Should You Give Your Children an Allowance?

Should-You-Give-Your-Children-An-Allowance-by-Princess-Clarke-Wendel-300x199

Some say, “No,” while others say it’s okay to give your children an allowance. There is a rationale for both. Some believe that giving money to kids without expectations, breeds feelings of entitlement. They think that their children won’t be satisfied and will demand more money from the Bank of Mom and Dad. Others believe an allowance teaches children responsibility and decision making skills.

Everyone will make a money mistake. Your children will not be any different regardless which direction you take. They can make a money mistake under your roof. Today that simple mistake may cost them $5.00 or you can leave it up to them to learn how to do it on their own. Years from now, that same mistake might cost them $500 or $5,000! It’s up to you to decide.

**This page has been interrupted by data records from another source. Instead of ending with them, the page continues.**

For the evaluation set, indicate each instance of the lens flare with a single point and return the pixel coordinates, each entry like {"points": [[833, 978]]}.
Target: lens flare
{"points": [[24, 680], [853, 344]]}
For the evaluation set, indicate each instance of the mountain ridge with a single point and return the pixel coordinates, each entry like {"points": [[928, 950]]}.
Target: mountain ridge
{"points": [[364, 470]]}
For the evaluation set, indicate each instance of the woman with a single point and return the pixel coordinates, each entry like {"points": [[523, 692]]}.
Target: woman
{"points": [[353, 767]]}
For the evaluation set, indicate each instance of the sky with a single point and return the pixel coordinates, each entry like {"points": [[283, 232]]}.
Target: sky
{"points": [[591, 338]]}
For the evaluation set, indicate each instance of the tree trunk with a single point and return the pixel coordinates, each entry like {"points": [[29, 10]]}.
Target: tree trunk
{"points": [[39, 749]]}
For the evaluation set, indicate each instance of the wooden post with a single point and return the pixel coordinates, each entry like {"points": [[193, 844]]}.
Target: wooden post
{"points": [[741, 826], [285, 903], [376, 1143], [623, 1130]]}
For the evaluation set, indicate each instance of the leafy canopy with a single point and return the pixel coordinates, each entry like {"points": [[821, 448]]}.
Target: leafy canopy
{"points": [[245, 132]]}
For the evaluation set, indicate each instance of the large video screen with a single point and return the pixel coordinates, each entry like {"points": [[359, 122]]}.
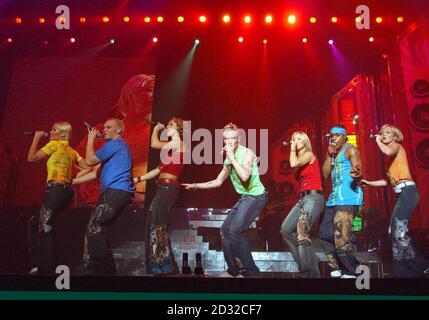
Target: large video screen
{"points": [[43, 91]]}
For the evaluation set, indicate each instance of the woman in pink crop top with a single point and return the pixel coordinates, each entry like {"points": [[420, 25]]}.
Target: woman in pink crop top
{"points": [[407, 262], [297, 225], [160, 257]]}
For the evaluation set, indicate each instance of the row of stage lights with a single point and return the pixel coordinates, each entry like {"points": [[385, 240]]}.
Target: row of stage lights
{"points": [[226, 19], [155, 39]]}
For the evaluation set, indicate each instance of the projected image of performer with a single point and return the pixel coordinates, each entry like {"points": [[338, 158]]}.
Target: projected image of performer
{"points": [[116, 192], [407, 261], [159, 254], [241, 166], [343, 164], [297, 225], [58, 195]]}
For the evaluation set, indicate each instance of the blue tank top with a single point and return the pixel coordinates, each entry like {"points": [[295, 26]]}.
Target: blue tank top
{"points": [[345, 190]]}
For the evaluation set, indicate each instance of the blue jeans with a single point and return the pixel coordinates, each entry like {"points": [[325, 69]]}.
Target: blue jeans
{"points": [[233, 233], [407, 262], [307, 210]]}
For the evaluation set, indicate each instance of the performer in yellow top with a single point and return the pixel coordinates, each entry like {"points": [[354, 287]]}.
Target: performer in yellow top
{"points": [[59, 193], [407, 261]]}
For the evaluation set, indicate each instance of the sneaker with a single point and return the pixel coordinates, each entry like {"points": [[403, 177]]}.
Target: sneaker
{"points": [[336, 274], [34, 271], [226, 274]]}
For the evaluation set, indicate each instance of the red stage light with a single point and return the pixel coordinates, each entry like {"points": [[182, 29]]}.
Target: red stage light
{"points": [[291, 19]]}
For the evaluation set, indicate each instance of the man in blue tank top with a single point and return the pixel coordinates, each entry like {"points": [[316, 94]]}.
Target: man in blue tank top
{"points": [[343, 164]]}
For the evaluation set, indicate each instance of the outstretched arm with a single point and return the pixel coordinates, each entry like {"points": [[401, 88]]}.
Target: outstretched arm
{"points": [[376, 183], [147, 176], [33, 153]]}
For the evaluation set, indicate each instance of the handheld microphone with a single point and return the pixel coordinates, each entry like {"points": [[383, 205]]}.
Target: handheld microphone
{"points": [[32, 133], [89, 127], [286, 143]]}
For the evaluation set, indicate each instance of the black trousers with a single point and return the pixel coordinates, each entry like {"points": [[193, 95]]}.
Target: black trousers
{"points": [[41, 246], [108, 208], [159, 253]]}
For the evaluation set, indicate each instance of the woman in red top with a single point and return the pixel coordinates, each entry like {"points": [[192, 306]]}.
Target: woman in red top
{"points": [[297, 225], [159, 254]]}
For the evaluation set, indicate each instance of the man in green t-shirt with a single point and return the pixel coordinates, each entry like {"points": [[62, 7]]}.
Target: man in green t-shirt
{"points": [[241, 166]]}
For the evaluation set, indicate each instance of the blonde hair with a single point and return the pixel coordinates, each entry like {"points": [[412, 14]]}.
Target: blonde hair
{"points": [[304, 138], [399, 137], [119, 123], [64, 128], [230, 126]]}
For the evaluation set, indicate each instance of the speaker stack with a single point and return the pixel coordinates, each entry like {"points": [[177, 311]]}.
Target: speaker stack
{"points": [[414, 68]]}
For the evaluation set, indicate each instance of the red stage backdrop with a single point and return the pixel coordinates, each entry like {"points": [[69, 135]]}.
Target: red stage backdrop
{"points": [[43, 91]]}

An allowance is a good way to teach children about saving and budgeting. It may not be a surefire way to avoid ever making a mistake, but it just might prevent some undue hardships. How many of us have said, “If only I knew then, what I know now,” and felt a sense of regret? Probably far too many of us have felt that way, especially when it comes to managing money.

Below, I’ve gathered a few tips for parents who decide to give their children an allowance…

  • Do not put your children’s needs before your own. If you cannot afford to give them an allowance, don’t.
  • Tie their allowance to a goal or expectation. Tell them when they do their homework, keep their room clean and/or help their little sister or brother throughout the week, they’ll get an allowance. If they don’t follow through, they may not get any allowance or only a portion of it.
  • Give them a savings goal. A portion of their allowance should be set aside for saving for something they really want or for a vacation that you are planning on taking. This teaches them the valuable lesson of savings and rewards.
  • Set boundaries. Discuss with your children what their allowance can or can’t be used for. It is probably not a good idea for any child to use all their money at the candy store. Of course, it happens! I used to do it. It only took one troublesome trip to the dentist to learn that spending all of my allowance at the candy store was not as sweet as I thought!
  • Make getting an allowance a big deal! I used to look forward to my allowance every Friday. When Grandpa, got paid, I got paid! It was a celebratory event. He’d check my grades at the end of the week and I’d receive my paycheck.
  • Throw in a challenge! When your children manage their money properly or do some outstanding money feat like give to a charity or save for a goal, give them a raise!

Helping your children learn about budgeting and saving may predispose them to take control of their financial future. They are going to learn about money at some point in their lives anyway. As long as they are in your care, you can sit down with them and discuss their spending behavior and money management skills. An allowance today might reduce costly mistakes in the future.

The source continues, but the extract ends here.